El Magic quedó eliminado de los playoffs tras caer en el Juego 7 ante los Pistons pese a la buena participación de Paolo Banchero.
DETROIT — Paolo Banchero quería dar una respuesta diplomática. Simplemente no pudo hacerlo.
Poco después de que el Orlando Magic de Banchero cayera derrotado por 116-94 ante los Detroit Pistons este domingo, en el séptimo partido de su serie de playoffs, se le preguntó si contaban con el talento suficiente para triunfar en la NBA.
Sentado en el estrado de la conferencia de prensa posterior al partido, Banchero titubeó antes de responder.
"Quisiera decir que sí, pero esta es la tercera vez consecutiva que no logramos superar la primera ronda", afirmó. "Así que, si nos basamos en los últimos tres años, la respuesta es no. La respuesta amable sería que sí, pero, hablando con total honestidad, no puedo afirmar que seamos lo suficientemente buenos como para llegar a las Finales de la NBA o a las Finales de la Conferencia Este, dado que en los últimos tres años hemos obtenido exactamente el mismo resultado. Esa es mi respuesta".
Banchero tiene motivos más que sobrados para plantearse esa duda. En los primeros cuatro partidos de la serie, promedió 20 puntos, mientras que Franz Wagner anotó 17.8 puntos por encuentro, lo que permitió a Orlando tomar una ventaja de 3-1 en la eliminatoria.
Sin embargo, Wagner sufrió una lesión en la pantorrilla que lo mantuvo al margen durante los últimos tres partidos. Banchero intensificó su ritmo de juego, promediando 33.3 puntos en esos tres encuentros finales —incluyendo una actuación de 38 puntos en el séptimo partido—, pero en ningún momento recibió apoyo por parte de sus compañeros.

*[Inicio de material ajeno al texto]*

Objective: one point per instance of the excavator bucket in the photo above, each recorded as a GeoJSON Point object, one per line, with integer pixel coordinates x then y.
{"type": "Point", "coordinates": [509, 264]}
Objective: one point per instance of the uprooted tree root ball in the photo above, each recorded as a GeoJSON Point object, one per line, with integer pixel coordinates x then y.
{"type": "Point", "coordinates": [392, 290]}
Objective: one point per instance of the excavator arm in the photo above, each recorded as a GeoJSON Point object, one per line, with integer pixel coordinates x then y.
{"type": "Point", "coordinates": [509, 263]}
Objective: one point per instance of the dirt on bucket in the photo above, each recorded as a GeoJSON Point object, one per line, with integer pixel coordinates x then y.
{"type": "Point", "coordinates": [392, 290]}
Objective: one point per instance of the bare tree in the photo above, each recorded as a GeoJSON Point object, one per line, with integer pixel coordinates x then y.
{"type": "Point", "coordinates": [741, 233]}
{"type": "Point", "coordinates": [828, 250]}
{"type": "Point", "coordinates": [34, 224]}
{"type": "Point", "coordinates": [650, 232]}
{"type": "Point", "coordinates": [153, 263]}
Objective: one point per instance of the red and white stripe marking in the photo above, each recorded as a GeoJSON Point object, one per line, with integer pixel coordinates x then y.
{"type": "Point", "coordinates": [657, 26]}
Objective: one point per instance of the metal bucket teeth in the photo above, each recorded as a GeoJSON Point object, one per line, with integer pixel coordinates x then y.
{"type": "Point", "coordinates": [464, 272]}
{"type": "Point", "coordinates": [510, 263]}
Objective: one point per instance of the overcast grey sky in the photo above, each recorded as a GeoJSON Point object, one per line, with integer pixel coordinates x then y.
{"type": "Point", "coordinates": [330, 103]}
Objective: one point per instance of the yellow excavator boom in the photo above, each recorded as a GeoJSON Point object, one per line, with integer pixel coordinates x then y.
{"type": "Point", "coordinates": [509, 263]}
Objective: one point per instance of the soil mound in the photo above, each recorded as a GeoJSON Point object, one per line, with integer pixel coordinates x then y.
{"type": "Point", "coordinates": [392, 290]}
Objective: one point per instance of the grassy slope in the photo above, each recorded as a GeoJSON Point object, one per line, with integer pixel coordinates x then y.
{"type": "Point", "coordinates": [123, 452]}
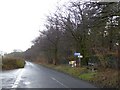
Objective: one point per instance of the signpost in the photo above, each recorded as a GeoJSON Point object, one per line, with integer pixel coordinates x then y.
{"type": "Point", "coordinates": [79, 57]}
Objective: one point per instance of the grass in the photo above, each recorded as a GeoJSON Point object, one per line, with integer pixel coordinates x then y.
{"type": "Point", "coordinates": [12, 63]}
{"type": "Point", "coordinates": [103, 78]}
{"type": "Point", "coordinates": [87, 76]}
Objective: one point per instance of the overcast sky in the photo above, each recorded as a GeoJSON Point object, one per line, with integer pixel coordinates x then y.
{"type": "Point", "coordinates": [21, 20]}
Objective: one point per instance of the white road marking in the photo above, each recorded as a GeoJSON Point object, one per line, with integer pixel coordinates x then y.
{"type": "Point", "coordinates": [18, 79]}
{"type": "Point", "coordinates": [59, 82]}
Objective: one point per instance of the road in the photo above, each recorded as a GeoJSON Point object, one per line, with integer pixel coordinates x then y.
{"type": "Point", "coordinates": [36, 76]}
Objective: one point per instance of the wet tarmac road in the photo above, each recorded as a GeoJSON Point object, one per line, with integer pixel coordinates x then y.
{"type": "Point", "coordinates": [36, 76]}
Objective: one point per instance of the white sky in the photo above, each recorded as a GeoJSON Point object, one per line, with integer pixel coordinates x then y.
{"type": "Point", "coordinates": [21, 20]}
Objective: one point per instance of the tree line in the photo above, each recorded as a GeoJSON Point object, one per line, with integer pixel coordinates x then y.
{"type": "Point", "coordinates": [91, 28]}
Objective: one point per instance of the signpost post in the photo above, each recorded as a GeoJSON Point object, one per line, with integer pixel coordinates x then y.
{"type": "Point", "coordinates": [79, 58]}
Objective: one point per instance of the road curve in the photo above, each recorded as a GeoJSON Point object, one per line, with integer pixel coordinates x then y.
{"type": "Point", "coordinates": [36, 76]}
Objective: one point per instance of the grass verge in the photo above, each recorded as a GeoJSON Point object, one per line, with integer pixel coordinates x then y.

Este domingo, a lo largo de los tres primeros cuartos, Banchero sumó 32 puntos con una efectividad de 12 aciertos en 22 intentos (54.5%); por su parte, el resto de sus compañeros apenas aportaron otros 32 puntos, registrando un 27% de acierto en sus lanzamientos (10 de 32). Banchero firmó un 4 de 7 en triples (57%), mientras que el resto del equipo se quedó en un 4 de 16 (25%).
"Simplemente no lográbamos encontrar el aro", reconoció Jamahl Mosley, entrenador de Orlando. "Estábamos defendiendo bien, pero éramos incapaces de meter el balón en la canasta".

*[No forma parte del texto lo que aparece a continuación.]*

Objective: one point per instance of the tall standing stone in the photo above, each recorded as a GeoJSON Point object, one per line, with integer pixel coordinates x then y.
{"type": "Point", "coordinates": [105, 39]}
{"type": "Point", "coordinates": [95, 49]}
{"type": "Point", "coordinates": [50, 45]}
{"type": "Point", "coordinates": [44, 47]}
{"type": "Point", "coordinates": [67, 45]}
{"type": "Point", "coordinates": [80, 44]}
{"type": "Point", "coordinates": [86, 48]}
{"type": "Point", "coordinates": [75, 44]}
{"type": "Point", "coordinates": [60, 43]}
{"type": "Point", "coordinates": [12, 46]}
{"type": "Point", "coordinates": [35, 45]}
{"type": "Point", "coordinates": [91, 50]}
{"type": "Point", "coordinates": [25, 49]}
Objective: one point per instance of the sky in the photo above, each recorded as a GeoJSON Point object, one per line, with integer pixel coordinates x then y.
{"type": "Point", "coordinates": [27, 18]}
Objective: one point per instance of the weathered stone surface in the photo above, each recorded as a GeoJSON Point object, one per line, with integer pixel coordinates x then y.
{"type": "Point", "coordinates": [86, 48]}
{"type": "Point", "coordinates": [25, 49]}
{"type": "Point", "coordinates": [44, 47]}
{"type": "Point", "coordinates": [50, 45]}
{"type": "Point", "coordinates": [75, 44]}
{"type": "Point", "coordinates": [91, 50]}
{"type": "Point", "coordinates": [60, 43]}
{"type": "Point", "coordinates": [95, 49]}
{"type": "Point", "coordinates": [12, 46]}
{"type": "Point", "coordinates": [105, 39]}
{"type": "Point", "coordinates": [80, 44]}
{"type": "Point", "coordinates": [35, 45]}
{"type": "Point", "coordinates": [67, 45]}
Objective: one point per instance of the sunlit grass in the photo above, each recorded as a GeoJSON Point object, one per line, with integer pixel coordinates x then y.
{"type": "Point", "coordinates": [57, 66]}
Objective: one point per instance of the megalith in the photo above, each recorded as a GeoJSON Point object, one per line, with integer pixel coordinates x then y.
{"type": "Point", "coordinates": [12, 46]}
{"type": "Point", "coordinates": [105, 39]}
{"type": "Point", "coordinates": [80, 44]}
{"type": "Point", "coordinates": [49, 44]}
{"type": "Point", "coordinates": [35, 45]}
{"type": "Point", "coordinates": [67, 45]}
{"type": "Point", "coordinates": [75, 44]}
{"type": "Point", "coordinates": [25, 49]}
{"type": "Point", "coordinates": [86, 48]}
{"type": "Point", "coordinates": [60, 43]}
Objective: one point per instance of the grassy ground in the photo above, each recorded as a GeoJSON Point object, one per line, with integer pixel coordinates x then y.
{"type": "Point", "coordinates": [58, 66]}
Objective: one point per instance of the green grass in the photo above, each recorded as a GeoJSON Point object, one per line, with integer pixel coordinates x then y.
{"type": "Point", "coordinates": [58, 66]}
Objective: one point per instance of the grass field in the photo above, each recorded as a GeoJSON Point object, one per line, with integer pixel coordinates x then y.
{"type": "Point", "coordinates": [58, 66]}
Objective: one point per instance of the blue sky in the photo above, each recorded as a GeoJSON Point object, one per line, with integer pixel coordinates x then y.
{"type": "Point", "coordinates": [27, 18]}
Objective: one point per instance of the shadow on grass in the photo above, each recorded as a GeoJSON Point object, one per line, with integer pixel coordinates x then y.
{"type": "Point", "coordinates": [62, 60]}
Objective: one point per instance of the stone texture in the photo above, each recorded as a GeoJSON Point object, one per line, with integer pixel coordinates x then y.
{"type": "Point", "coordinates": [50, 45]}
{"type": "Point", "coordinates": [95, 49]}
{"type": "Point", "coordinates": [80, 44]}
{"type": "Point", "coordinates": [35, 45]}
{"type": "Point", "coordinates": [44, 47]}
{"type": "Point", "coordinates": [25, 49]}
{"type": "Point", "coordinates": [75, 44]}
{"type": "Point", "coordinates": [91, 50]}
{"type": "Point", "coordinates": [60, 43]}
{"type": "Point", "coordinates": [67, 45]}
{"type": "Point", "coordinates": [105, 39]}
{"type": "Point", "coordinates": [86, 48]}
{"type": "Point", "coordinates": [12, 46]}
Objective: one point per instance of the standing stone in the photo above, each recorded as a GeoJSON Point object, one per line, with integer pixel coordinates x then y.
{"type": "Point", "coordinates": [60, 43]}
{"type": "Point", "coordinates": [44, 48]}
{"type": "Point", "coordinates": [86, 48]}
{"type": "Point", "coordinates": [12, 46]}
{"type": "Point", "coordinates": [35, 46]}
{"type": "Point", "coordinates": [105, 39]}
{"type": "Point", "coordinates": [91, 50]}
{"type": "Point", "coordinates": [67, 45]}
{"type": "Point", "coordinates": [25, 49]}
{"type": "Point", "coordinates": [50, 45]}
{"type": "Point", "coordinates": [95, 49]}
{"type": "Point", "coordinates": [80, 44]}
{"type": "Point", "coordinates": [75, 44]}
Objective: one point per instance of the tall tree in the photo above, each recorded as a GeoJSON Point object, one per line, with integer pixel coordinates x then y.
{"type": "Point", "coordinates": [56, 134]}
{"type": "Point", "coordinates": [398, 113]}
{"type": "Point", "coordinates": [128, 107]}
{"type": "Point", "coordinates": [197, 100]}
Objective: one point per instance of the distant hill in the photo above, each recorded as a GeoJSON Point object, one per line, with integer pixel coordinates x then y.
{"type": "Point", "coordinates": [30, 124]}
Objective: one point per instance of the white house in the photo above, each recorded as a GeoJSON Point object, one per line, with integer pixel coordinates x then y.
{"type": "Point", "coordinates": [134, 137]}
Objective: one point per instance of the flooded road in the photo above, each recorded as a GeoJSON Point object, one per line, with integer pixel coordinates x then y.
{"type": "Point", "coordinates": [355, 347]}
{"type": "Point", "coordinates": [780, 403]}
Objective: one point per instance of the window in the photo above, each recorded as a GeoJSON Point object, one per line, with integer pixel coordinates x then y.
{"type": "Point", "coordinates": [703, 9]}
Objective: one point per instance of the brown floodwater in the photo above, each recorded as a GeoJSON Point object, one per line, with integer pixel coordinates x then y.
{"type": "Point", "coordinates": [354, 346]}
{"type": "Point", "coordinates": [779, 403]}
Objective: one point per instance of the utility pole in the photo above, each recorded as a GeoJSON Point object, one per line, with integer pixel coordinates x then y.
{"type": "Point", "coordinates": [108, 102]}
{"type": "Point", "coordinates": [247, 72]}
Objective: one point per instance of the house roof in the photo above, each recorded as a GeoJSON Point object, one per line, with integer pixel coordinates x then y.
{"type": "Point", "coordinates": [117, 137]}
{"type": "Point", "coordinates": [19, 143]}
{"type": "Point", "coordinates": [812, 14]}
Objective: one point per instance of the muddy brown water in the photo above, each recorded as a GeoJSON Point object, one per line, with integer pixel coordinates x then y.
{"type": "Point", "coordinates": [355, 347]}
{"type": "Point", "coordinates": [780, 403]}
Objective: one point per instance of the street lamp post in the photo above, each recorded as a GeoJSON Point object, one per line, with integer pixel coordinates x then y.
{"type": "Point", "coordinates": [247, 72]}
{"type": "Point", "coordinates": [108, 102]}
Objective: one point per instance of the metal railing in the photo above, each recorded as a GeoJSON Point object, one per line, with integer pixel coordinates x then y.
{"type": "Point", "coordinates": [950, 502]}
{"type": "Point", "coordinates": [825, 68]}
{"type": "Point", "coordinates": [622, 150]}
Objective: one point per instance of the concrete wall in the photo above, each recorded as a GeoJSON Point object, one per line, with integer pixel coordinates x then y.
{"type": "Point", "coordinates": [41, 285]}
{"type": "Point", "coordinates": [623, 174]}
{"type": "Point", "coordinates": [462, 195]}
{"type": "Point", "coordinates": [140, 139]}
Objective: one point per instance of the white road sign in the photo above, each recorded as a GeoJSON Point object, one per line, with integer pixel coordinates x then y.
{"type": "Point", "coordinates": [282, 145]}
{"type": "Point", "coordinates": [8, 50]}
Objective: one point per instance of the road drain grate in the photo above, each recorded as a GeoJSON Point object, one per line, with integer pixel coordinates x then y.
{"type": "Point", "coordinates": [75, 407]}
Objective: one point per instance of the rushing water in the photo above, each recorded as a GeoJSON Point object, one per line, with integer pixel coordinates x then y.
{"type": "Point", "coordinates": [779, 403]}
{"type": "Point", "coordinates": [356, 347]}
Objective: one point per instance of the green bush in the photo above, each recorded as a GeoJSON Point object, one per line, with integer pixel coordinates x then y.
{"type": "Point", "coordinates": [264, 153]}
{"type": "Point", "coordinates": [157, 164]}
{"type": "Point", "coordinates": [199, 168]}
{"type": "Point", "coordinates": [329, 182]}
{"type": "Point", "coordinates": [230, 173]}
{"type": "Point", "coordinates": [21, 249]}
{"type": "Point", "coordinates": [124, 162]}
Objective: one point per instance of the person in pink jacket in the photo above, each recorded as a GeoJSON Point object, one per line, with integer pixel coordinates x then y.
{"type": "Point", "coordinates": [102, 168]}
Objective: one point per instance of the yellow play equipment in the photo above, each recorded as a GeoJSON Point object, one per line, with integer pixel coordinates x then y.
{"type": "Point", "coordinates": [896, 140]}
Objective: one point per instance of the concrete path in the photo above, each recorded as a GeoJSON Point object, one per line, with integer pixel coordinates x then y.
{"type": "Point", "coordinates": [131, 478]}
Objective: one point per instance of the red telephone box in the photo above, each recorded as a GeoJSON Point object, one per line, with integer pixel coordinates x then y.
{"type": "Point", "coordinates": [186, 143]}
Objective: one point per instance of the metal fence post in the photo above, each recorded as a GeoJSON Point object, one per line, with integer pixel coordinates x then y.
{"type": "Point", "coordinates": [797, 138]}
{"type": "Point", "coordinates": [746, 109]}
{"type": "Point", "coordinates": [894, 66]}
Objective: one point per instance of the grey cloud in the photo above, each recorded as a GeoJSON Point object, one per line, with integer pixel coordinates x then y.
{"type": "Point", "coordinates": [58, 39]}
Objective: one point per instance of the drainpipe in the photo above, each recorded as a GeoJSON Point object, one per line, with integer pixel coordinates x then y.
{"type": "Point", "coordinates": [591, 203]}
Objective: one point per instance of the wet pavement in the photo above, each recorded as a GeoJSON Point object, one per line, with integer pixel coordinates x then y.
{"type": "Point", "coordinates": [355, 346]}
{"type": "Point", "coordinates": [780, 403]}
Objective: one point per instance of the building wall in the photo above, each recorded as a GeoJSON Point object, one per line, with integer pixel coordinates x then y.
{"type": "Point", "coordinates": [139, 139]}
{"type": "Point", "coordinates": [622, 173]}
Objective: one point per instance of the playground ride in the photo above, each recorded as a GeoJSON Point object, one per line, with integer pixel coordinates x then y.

Este desenlace puso el broche final a cinco cuartos ofensivos desastrosos que le costaron a Orlando la oportunidad de ganar la serie, a la que llegaban como octavos cabezas de serie. Todo comenzó en el descanso del sexto partido. El Magic mantenía lo que parecía una cómoda ventaja de 22 puntos, solo para anotar 19 puntos en la segunda mitad con un 10.8 % de acierto en sus tiros.
Este domingo sumaron unos respetables 49 puntos en la primera mitad, pero luego cayeron a 15 en el tercer cuarto, momento en el que los Pistons construyeron una ventaja de 19 puntos. Eso supone un total de 83 puntos en seis cuartos: un promedio de 16.6 puntos. A ese ritmo, la proyección para un partido completo de cuatro cuartos sería de 66.4 puntos; una cifra con la que habría costado ganar partidos de playoffs incluso en la década de 1950, y mucho más en la de 2020. Mosley, sin embargo, no estaba dispuesto a cuestionar a su plantilla.
“Habrá tiempo para reflexionar sobre esto y empezar a pensar en los cambios que podríamos realizar”, aseguró. “Hoy es un día para mostrar gratitud hacia estos chicos y reconocer cómo nos brindaron la oportunidad de disputar un séptimo partido. Lucharon y batallaron hasta el final. Simplemente, no logramos rematar la faena”.
Al otro lado del Little Caesars Arena, los Pistons hablaban sobre cómo habían resuelto el mismo problema que Orlando no pudo solucionar.
Cade Cunningham promedió 32.5 puntos en los primeros seis partidos, pero no recibía suficiente apoyo. El domingo, volvió a anotar 32 puntos, pero Tobias Harris sumó otros 30 y Jalen Duren aportó 15 puntos y 15 rebotes.
“Nadie podrá volver a decirme nada sobre Tobias Harris”, declaró J.B. Bickerstaff, entrenador de los Pistons. “Es un líder, un ser humano excepcional y un competidor de primer nivel. Esta noche dio un paso al frente e hizo lo que hizo jugándose el todo por el todo”.
Harris y Duren hicieron lo que los compañeros de Banchero no pudieron hacer; y esta es la razón por la que los Pistons avanzaron a la segunda ronda.